Mapping Winners – An examination of the requirements posed and the privacy icons selected as part of the 2021 design contest held by the Italian DPA

Category: Legal Design, Privacy, Privacy Icons

written by Lukas Seiling


This blog post is mainly concerned with mapping both requirements and winning visualisations. A second blog post provides an close inspection of selected icons and concepts while also offering suggestions for future competitions.

In March of last year, the Italian Data Protection Authority (Garante per la protezione dei dati personali) called upon “software developers, tech professionals, experts, lawyers, designers, university students, and anyone interested in this topic, to send a set of symbols or icons that can represent all the items that must be contained in an information notice under Articles 13 and 14 of the GDPR.”

This competition marked the first (and fortunately not the last) time a Data Protection Authority in Europe had held a public competition for the design of privacy icons and thus offered an outstanding possibility to take a closer look at the requirements, the selection process, and the winning icon sets.

Information contained in Article 13 and 14 of the GDPR

The only requirement given by the Garante was that the set of symbols should cover “all the items that must be contained in an information notice under Articles 13 and 14 of the GDPR”. While this seems like a rather straightforward task, a look into both Article 13 (Information to be provided where personal data are collected from the data subject) and Article 14 (Information to be provided where personal data have not been obtained from the data subject) reveals more than 20 different concepts with varying levels of abstraction:

  • identity and the contact details of
    • the controller
    • the controller’s representative
    • the data protection officer
  • purposes of the processing for which the personal data are intended
  • legal basis for the processing
  • legitimate interests pursued by the controller or by a third party
  • (categories of) recipients of the personal data
  • transfer of personal data to a third country or international
  • storage period
  • the rights
    • to request access
    • to rectification
    • to erasure of personal data
    • to restriction of processing
    • to objection of processing
    • to data portability
    • to withdraw consent at any time
    • to lodge a complaint with a supervisory authority
  • whether the provision of personal data is statutory/contractual requirement or necessary to enter into a contract
  • automated decision-making, including profiling

With regard to Automated Decision Making (ADM), Article 13 also states that “meaningful information about the logic involved, significance and envisaged consequences of such processing for the data subject” should be part of the information provided to data subjects.
Additionally to the aspects named above, Article 14 requires information about “categories of personal data” as well as the “source of data”.

So far, so complex.

Challenge Accepted

The participants had a little more than two weeks to come up with a set of icons for the aforementioned aspects.
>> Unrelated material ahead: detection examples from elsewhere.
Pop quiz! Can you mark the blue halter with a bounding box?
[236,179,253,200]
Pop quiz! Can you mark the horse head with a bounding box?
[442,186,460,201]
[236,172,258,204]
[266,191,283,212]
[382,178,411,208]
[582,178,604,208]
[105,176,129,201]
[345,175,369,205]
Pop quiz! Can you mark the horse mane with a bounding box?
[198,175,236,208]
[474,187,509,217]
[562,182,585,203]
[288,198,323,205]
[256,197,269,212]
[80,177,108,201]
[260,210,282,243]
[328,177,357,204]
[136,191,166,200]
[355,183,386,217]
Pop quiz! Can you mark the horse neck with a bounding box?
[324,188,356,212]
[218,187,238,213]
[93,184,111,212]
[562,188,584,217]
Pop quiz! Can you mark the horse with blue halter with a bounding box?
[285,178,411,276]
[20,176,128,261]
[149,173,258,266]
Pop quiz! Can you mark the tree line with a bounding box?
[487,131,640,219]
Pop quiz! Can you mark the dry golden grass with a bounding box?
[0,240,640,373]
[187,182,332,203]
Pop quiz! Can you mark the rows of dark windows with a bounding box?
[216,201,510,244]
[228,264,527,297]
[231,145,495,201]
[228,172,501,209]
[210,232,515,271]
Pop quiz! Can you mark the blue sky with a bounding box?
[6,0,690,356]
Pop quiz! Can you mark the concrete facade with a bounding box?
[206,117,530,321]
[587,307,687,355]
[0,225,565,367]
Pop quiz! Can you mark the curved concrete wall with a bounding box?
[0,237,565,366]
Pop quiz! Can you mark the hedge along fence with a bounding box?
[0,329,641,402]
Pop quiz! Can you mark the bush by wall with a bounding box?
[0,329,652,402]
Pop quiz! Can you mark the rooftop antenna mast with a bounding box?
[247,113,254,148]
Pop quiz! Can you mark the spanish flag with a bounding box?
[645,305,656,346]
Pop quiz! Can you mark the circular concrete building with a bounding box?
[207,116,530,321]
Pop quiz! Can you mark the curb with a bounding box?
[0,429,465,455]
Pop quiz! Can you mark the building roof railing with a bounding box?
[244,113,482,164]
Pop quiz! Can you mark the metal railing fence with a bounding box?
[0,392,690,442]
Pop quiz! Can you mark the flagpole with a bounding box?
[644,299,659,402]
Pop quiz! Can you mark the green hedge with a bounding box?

During that time, the Garante received an impressive total of 59 entries and appointed an Evaluation Group to select the icon sets that “most met the criteria of completeness and compliance with the content of the regulations”. Afterwards, the remaining entries were ranked based on four criteria:

  • concept (which includes the aspects of effectiveness and conciseness)
  • visual (graphics, readability, clarity)
  • originality
  • inclusiveness (gender equality, non-discrimination)

The four winners were announced in December of last year, with two icon sets – by the origanisational compliance consultancy Athlantic Srl and Design Student Sara Vagni – sharing the first place; followed by the ones created by an association of information security auditors, trainers, and privacy experts, called Osservatorio 679, and the Maastricht European Centre on Privacy and Cybersecurity (ECPC).

The winning icons were made accessible through the Italian Data Protection Authority’s website to be used by anyone under the CreativeCommons license.

Comparing the Winning Sets

Unfortunately, the Garante provides only download links to the various icon sets and pdf documents for an overview individually and no global overview of any sort. To remedy this lack of information, I downloaded all icon sets, which left me with exactly 100 unique icons (35 by Sara Vagni, 32 by Athlantic Srl, 17 by Osservatorio 679 and 16 by the ECPC).

Overview over all items in the selected icon sets, alphabetically ordered

With no additional information provided except for the image file names (which were exclusively in Italian), I translated the individual file names to determine which concepts were pictured by the different icon sets and how their visualisations might differ.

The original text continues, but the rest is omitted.